In this talk, I’ll explain the fundamental problem representing deep hierarchies in relational databases. To address this problem, we can use a database design pattern, named Materialized Path Trees.

Many data structures require a representation, where one parent node can have any arbitrary number of children. Inside relational databases, this typically is represented by a foreign key onto its own table. In Django’s ORM, we use models.ForeignKey('self', ...), to create this kind of recursive relationship.
The major problem with this kind of representation is, that it doesn’t scale for deep trees. Whenever we have to traverse the tree from a given starting node, our code has to perform one database query per hierarchy level.
To circumvent this, some database vendors implemented SQL dialects, to fetch a whole subtree with one query. Long time ago, Oracle for instance implemented 'CONNECT BY', which is proprietary and not part of the SQL standard. Nowadays, newer releases of most major database vendors implemented the 'WITH RECURSIVE' clause, which has been added to the SQL-99 standard. This allows us to build recursive queries.

Fortunately there is a clever recipe to represent hierarchies in relational databases using standard SQL techniques, but without the mentioned scaling problem: Materialized Path Trees, discovered by Vadim Tropashko. Django’s ecosystem offers two libraries, which implement this design pattern: django-mptt and django-treebeard. I also would like to mention django-tree, which only works on Postgres, using their SQL extension mentioned before.
In this talk I’ll explain the design patterns for Materialized Path Trees. Furthermore I’ll show the pros and cons of both libraries.

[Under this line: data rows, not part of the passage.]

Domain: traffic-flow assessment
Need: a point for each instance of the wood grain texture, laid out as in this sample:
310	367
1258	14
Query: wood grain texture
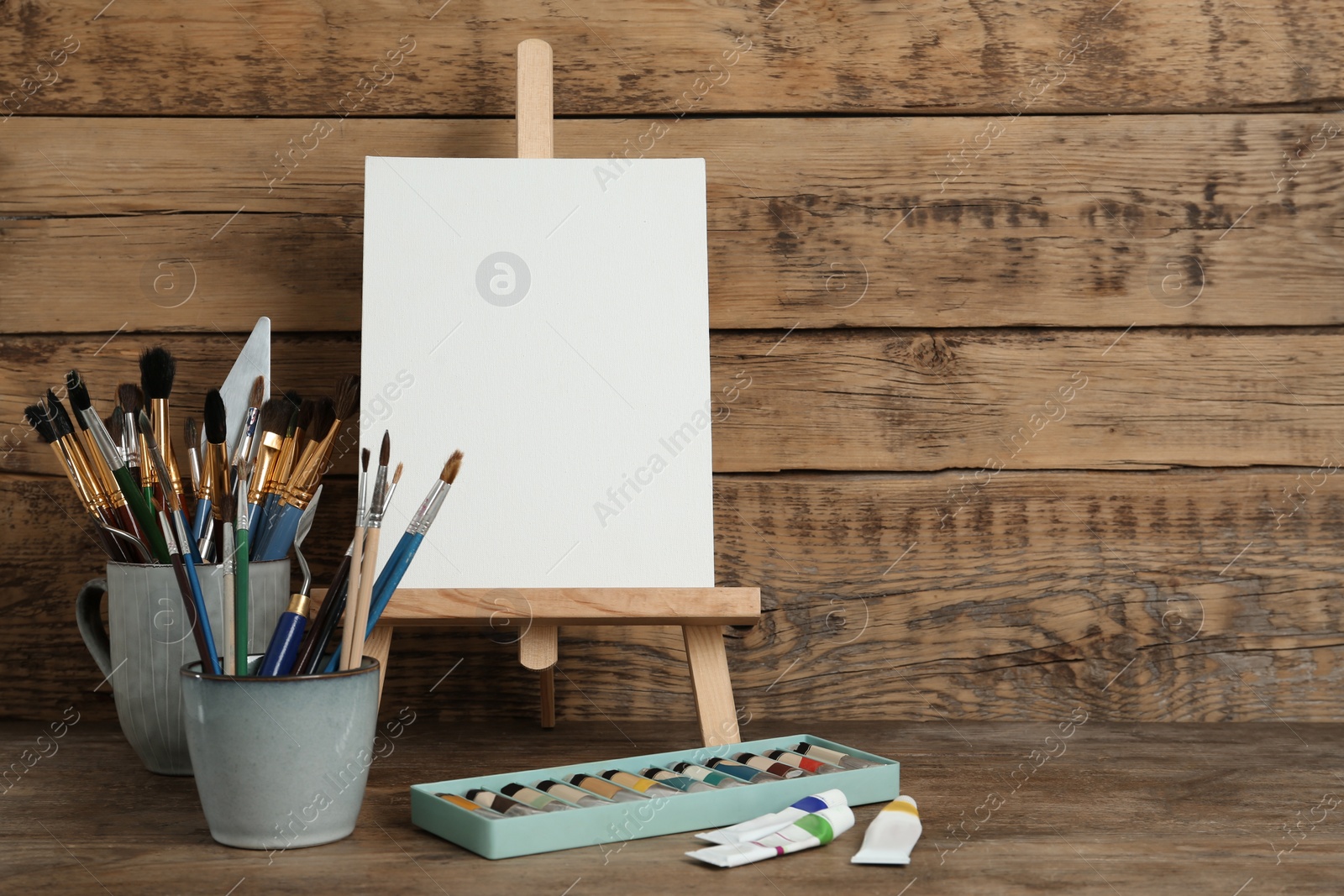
491	607
1176	595
1200	802
1057	221
252	58
869	399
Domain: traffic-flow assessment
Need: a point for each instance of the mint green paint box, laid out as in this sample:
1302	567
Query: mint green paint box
611	826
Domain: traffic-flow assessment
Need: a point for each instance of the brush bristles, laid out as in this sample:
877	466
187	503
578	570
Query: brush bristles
347	398
77	391
217	423
450	469
37	417
324	414
131	398
58	416
158	369
275	416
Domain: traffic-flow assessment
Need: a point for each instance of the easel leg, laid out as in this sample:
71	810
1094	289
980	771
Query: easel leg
709	663
549	698
376	645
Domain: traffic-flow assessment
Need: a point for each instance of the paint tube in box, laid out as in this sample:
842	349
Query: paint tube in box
813	829
714	778
770	822
680	782
833	757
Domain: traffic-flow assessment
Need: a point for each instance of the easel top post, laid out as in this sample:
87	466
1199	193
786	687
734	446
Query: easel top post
535	110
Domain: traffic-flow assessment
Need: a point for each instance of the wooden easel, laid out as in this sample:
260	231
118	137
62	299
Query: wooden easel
541	611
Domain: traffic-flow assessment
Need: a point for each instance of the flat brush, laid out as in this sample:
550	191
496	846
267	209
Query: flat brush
356	569
132	401
102	506
158	369
315	642
272	425
248	432
284	644
192	432
300	423
242	584
107	438
409	544
210	658
281	524
215	473
39	421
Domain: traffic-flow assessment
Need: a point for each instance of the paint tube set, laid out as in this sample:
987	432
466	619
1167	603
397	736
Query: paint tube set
815	821
608	804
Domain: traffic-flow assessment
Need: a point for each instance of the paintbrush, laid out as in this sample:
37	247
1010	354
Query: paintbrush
356	569
248	434
40	421
192	432
215	473
210	658
242	584
315	642
375	527
272	423
279	532
228	563
158	369
300	425
289	629
407	548
188	597
141	515
131	401
102	504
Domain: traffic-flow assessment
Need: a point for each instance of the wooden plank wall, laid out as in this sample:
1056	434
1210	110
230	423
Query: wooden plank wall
1026	320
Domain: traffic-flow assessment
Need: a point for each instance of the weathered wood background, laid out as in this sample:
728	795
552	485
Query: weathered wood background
1026	322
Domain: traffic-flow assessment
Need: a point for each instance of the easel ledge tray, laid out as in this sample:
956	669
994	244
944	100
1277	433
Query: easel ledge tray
620	822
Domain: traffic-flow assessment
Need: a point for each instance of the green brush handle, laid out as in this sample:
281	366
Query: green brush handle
144	513
241	591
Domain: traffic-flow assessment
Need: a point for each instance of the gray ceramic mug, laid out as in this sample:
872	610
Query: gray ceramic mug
148	641
281	762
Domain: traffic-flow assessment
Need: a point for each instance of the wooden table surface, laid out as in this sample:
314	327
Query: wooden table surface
1142	809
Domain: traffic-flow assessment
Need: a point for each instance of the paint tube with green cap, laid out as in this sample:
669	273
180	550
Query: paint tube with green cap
815	829
891	835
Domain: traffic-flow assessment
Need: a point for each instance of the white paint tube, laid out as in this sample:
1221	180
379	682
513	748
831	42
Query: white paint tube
770	822
815	829
891	835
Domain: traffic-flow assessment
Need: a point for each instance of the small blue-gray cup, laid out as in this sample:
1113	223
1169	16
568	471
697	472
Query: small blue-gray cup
281	762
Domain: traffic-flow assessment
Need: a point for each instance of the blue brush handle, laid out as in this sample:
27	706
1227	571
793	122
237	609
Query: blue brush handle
284	645
198	598
277	539
261	521
199	523
386	584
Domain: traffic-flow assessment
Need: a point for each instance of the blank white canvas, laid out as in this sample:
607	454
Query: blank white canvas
577	383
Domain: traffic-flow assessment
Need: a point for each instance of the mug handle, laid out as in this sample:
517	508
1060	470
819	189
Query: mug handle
91	624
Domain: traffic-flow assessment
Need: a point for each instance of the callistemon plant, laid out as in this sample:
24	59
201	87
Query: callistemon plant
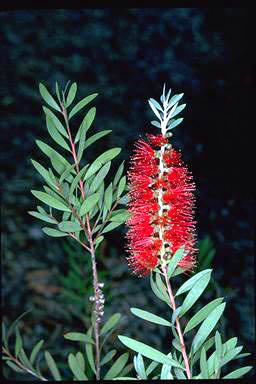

After graduating from the University of Innsbruck in CS and Physics, Jacob worked for different companies as a system architect and software developer, where he built and scaled websites in Perl, PHP and Javascript. After dealing with a lot of unmaintainable and poorly written code, Jacob fell in love with Python and Django and hasn’t looked back since. Jacob is a strong believer in sharing knowledge and maintains a dozen of quite popular OSS project on his GitHub account.